El guardia civil cogió el periódico que había dejado al levantarse de la silla, pero no llegó a leer. Su interlocutor lo miró como mira un hombre que no comprende nada. Dijo con tono amargo:
—¡Pero allí hay un muerto, un hombre muerto!
—Y a estas horas ya estará la pareja de Valderracimos, que le coge más cerca. O los de Tráfico.
Debía de ser cierto. El civil conocía sus deberes. Los cumplía. Aún quiso asegurarse y decidió pasar la noticia por teléfono. Entraron los dos hombres al cuarto de guardia, una pieza entre burocrática y cuartelera. El de uniforme dio vueltas a la manivela del aparato. Habló lo indispensable, con una voz plana y aburrida. Después se volvió hacia el delegado. Sacó la petaca y ofreció tabaco. El delegado rehusó cortésmente, pero pidió por favor un trago de agua. No acertó bien con el chorro fino del botijo, y parte del agua fresca vino a caer sobre la pechera de la camisa mal abrochada, todavía húmeda.
El delegado sintió que sus recelos se disipaban. También el guardia se mostraba más abierto. Hablaron:
—Mire usted, ciudadano. A usted le pasa lo de siempre. La gente cree que el mundo se va a parar por un suceso, por un muerto. Pero nosotros somos como los curas y los médicos, hombres del oficio. Ayudamos a los demás, pero tenemos que seguir viviendo. Ya me entiende.
El delegado lo entendía. Acaso por eso mismo no estará nunca su retrato en la orla. Algo de esto le contó al guardia. Se hablaban ya como amigos, y el viajero decidió esperar a que se aclarase la mañana, cosa de poco, a juzgar por el arcoíris que parecía hincar su arranque en el castillo de Naveros.
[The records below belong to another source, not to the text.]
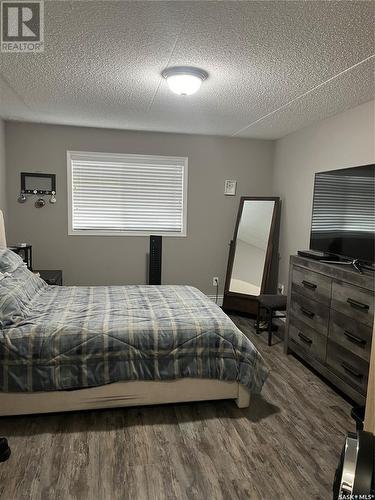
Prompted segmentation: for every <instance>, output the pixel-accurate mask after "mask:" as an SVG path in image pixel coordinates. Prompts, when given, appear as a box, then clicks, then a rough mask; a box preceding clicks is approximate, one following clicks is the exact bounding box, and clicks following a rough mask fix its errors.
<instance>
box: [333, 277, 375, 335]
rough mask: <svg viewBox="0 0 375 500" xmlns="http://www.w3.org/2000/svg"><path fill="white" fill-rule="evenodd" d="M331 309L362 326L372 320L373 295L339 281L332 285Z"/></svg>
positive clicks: (373, 313) (355, 286) (363, 288)
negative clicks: (338, 311)
mask: <svg viewBox="0 0 375 500" xmlns="http://www.w3.org/2000/svg"><path fill="white" fill-rule="evenodd" d="M331 307H332V309H335V310H336V311H339V312H342V313H344V314H346V316H349V317H351V318H354V319H355V320H357V321H360V322H361V323H363V324H364V325H368V326H372V323H373V320H374V294H373V293H372V292H370V291H369V290H365V289H364V288H360V287H357V286H353V285H349V284H347V283H342V282H339V281H334V282H333V283H332V302H331Z"/></svg>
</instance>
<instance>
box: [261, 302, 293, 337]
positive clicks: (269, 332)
mask: <svg viewBox="0 0 375 500" xmlns="http://www.w3.org/2000/svg"><path fill="white" fill-rule="evenodd" d="M261 309H265V310H266V320H267V321H268V345H272V329H273V324H272V320H273V318H275V317H276V316H275V312H276V311H286V296H285V295H259V297H258V317H257V321H256V333H257V334H258V335H259V334H260V333H261V332H260V328H259V322H260V313H261ZM277 317H278V318H285V315H280V316H277Z"/></svg>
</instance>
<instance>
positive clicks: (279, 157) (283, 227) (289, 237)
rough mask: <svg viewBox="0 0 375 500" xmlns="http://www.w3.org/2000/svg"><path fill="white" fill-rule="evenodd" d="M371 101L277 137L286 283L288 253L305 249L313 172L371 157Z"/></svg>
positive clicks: (305, 246)
mask: <svg viewBox="0 0 375 500" xmlns="http://www.w3.org/2000/svg"><path fill="white" fill-rule="evenodd" d="M374 137H375V136H374V101H371V102H368V103H365V104H362V105H360V106H357V107H355V108H353V109H350V110H348V111H345V112H344V113H340V114H338V115H336V116H334V117H332V118H329V119H327V120H324V121H321V122H319V123H317V124H315V125H313V126H311V127H308V128H304V129H302V130H299V131H297V132H294V133H293V134H290V135H288V136H286V137H284V138H282V139H280V140H278V141H277V142H276V149H275V162H274V178H273V191H274V194H275V195H277V196H280V197H281V198H282V203H283V204H282V218H281V232H280V254H281V261H280V272H279V282H280V283H284V284H287V281H288V267H289V256H290V255H291V254H294V253H296V251H297V250H299V249H306V248H309V239H310V224H311V210H312V195H313V183H314V174H315V172H318V171H324V170H333V169H336V168H344V167H352V166H356V165H365V164H367V163H373V162H374V161H375V153H374Z"/></svg>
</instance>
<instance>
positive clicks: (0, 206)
mask: <svg viewBox="0 0 375 500" xmlns="http://www.w3.org/2000/svg"><path fill="white" fill-rule="evenodd" d="M0 210H4V211H5V210H6V187H5V127H4V122H3V120H1V119H0Z"/></svg>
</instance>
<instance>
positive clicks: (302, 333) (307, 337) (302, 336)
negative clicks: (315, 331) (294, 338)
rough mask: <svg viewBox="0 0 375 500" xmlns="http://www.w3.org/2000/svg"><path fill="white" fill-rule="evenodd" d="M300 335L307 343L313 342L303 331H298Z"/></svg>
mask: <svg viewBox="0 0 375 500" xmlns="http://www.w3.org/2000/svg"><path fill="white" fill-rule="evenodd" d="M298 337H299V338H300V339H301V340H302V341H303V342H305V344H310V345H311V344H312V340H311V339H309V337H306V336H305V335H304V334H303V333H302V332H298Z"/></svg>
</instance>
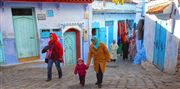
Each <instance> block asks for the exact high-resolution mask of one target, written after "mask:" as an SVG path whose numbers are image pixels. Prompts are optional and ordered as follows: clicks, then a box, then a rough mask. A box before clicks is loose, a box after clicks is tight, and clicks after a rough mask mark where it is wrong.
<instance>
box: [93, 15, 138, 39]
mask: <svg viewBox="0 0 180 89" xmlns="http://www.w3.org/2000/svg"><path fill="white" fill-rule="evenodd" d="M126 19H129V20H134V19H135V14H94V15H93V22H99V24H100V27H105V21H114V26H113V27H114V28H113V38H114V39H115V40H117V29H118V21H119V20H126ZM106 35H107V37H108V34H106Z"/></svg>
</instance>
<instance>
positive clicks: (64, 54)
mask: <svg viewBox="0 0 180 89" xmlns="http://www.w3.org/2000/svg"><path fill="white" fill-rule="evenodd" d="M47 1H48V0H44V2H39V1H38V0H37V1H36V0H32V1H31V2H26V1H23V0H17V1H11V0H4V1H3V2H1V8H0V18H1V23H0V26H1V27H0V28H1V32H0V33H1V35H0V37H1V49H0V52H1V54H2V55H1V56H0V58H1V60H0V62H1V64H4V65H8V64H17V63H22V62H28V61H32V60H39V59H40V60H42V61H43V60H44V58H45V54H42V53H41V49H42V48H43V47H44V46H46V45H47V44H48V41H49V33H50V32H54V33H56V35H57V36H58V38H59V41H60V43H61V44H62V45H63V48H64V56H63V58H64V59H65V60H64V61H65V63H66V64H75V63H76V59H77V58H79V57H82V58H84V57H85V56H84V55H87V54H86V53H85V51H87V50H88V49H85V47H84V46H85V45H88V41H87V40H88V37H89V36H88V35H89V33H90V31H89V29H90V28H91V27H90V26H91V25H90V24H89V23H90V22H91V20H90V19H91V18H89V16H90V15H91V13H92V12H91V4H90V3H91V2H92V1H91V0H90V1H88V0H87V1H74V2H73V1H72V2H71V1H62V2H53V1H50V0H49V1H48V2H47ZM72 8H73V9H72Z"/></svg>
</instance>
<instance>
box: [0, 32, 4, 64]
mask: <svg viewBox="0 0 180 89" xmlns="http://www.w3.org/2000/svg"><path fill="white" fill-rule="evenodd" d="M3 63H4V53H3V41H2V33H1V31H0V65H1V64H3Z"/></svg>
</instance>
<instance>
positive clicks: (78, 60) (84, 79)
mask: <svg viewBox="0 0 180 89" xmlns="http://www.w3.org/2000/svg"><path fill="white" fill-rule="evenodd" d="M86 69H87V67H86V65H85V64H84V61H83V60H82V59H81V58H78V60H77V64H76V67H75V70H74V74H75V75H76V74H77V73H78V75H79V80H80V84H81V85H82V86H84V84H85V77H86Z"/></svg>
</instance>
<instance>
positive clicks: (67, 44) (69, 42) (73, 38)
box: [63, 28, 81, 64]
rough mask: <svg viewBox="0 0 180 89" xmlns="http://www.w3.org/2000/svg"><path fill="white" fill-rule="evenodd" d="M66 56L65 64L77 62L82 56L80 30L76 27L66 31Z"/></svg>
mask: <svg viewBox="0 0 180 89" xmlns="http://www.w3.org/2000/svg"><path fill="white" fill-rule="evenodd" d="M63 43H64V52H65V55H64V58H65V64H76V60H77V59H78V58H80V53H81V52H80V48H81V47H80V32H79V31H78V30H76V29H74V28H70V29H68V30H67V31H66V32H65V33H64V39H63Z"/></svg>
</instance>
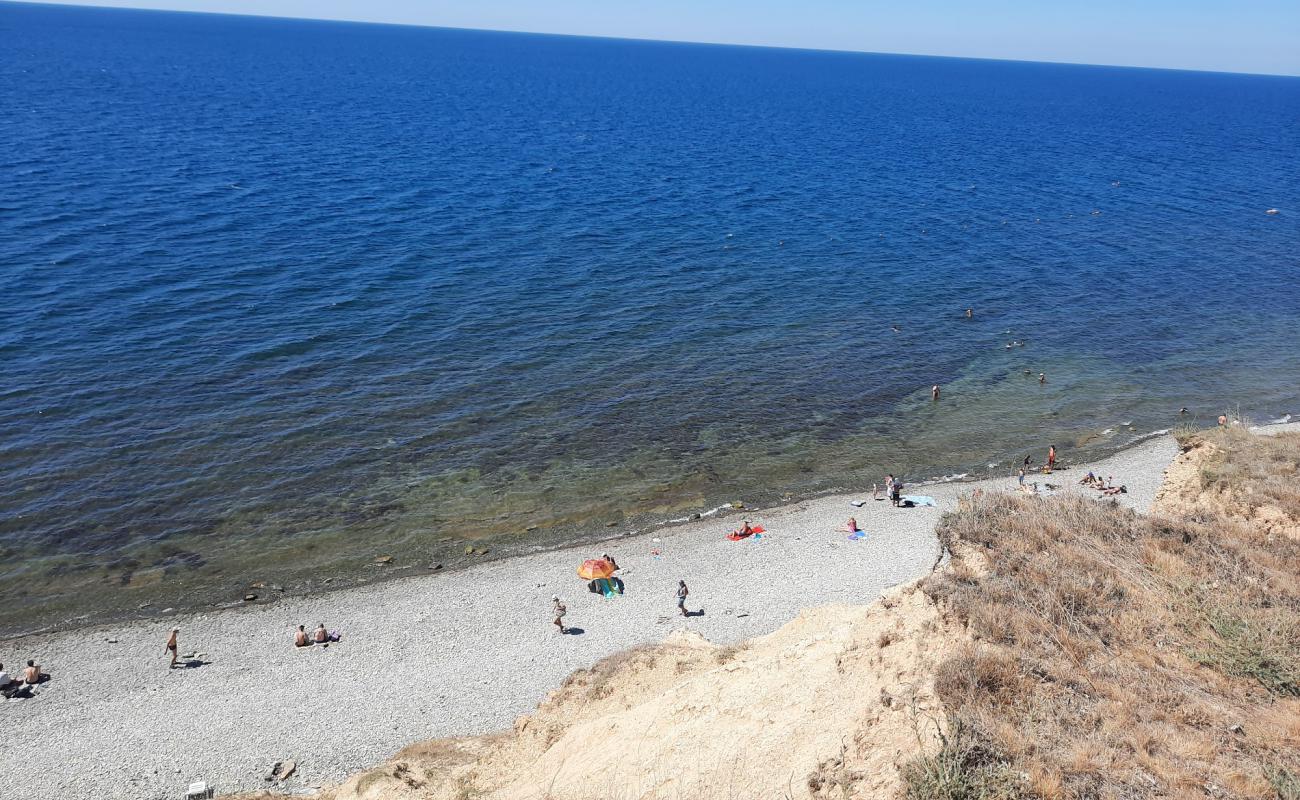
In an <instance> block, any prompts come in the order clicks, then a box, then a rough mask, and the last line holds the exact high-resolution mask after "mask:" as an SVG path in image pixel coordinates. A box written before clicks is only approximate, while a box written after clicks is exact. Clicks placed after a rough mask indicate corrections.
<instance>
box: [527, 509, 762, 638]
mask: <svg viewBox="0 0 1300 800" xmlns="http://www.w3.org/2000/svg"><path fill="white" fill-rule="evenodd" d="M744 529H746V531H750V532H753V528H750V524H749V520H748V519H746V520H745V527H744ZM601 559H602V561H604V562H606V563H608V565H610V566H611V574H612V572H617V571H619V568H620V567H619V562H616V561H614V557H612V555H610V554H608V553H602V554H601ZM620 585H621V581H620ZM689 594H690V589H688V588H686V581H685V580H679V581H677V613H679V614H681V615H682V617H690V611H688V610H686V597H688V596H689ZM565 617H568V605H565V604H564V601H563V600H560V596H559V594H551V624H554V626H555V627H556V628H558V630H559V632H560V635H565V633H571V632H573V628H572V627H571V626H567V624H564V618H565Z"/></svg>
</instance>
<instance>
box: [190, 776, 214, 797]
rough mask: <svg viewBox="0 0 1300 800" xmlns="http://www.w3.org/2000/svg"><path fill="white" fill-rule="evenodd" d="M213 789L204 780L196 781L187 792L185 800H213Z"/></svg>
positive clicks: (195, 780)
mask: <svg viewBox="0 0 1300 800" xmlns="http://www.w3.org/2000/svg"><path fill="white" fill-rule="evenodd" d="M211 797H212V787H211V786H208V784H207V783H204V782H203V780H195V782H194V783H191V784H190V788H187V790H186V791H185V800H211Z"/></svg>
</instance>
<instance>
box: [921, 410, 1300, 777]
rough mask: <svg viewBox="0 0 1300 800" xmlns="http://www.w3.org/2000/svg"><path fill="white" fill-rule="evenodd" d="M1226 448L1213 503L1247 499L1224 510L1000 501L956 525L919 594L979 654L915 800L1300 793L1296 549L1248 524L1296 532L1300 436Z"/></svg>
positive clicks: (1276, 538) (1254, 436)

Charlaron y fumaron juntos. El delegado se acercó a su coche y trajo como regalo unas cajitas de pastillas para la tos, con la etiqueta de «muestra gratuita, prohibida su venta».
Cuando ya iban a despedirse a la puerta del cuartel, otro número que llegaba con la cartera al hombro, trayendo el correo desde la oficina postal, se acercó al compañero de puertas y le habló en voz baja, sin perder de vista al delegado. El de puertas miró también a su reciente amigo, moviendo la cabeza en gesto dubitativo. Al fin se explicó: la señorita maestra había perdido el coche de línea. Era una profesora excelente, todos la querían y le estaban agradecidos por el cuido de los chicos. ¿Querría el amigo llevarla hasta la próxima ciudad?
El delegado se vio de nuevo en su camino. Un sol tímido quería clarear por la lejanía. Ya casi nada le quedaba al viajero de su calentura, de las ansias de su cuerpo revuelto por el disgusto. Sin embargo, abrió las ventanillas del coche. Aunque ya muy avanzada la mañana, el aire corría fresco como en el amanecer. Lo sentía el viajero en las sienes, en las manos, en el pecho que descubría la camisa entreabierta. Y el soplo fugaz y renovado iba barriendo la pesadez de su cabeza, acompasando el ritmo de su sangre, hasta que el cuerpo y el ánimo del hombre estuvieron henchidos de poder, tensos como la cuerda del arco a punto.
El chirrido del limpiaparabrisas pasando en seco sobre el cristal advirtió de que no llovía. Ninguna nube en el ancho cielo; ningún peligro de tormenta. Dios hacía las paces con la tierra y con los hombres, y de su sierva Santa Bárbara nadie volvería a acordarse hasta que tronara otra vez.
En una torre con cigüeñas, al paso del coche, sonaron las campanadas del mediodía. Al delegado le pareció que la creación comenzaba entonces. Y decidió estrenar pensamientos nuevos. Empezaría por lo más cercano. Lo más cercano se llamaba Irene —lo dijo el guardia en su presentación algo ruda— y era un cuerpo aperitivo y joven, una firmísima proclamación de vida empujando hacia el horizonte.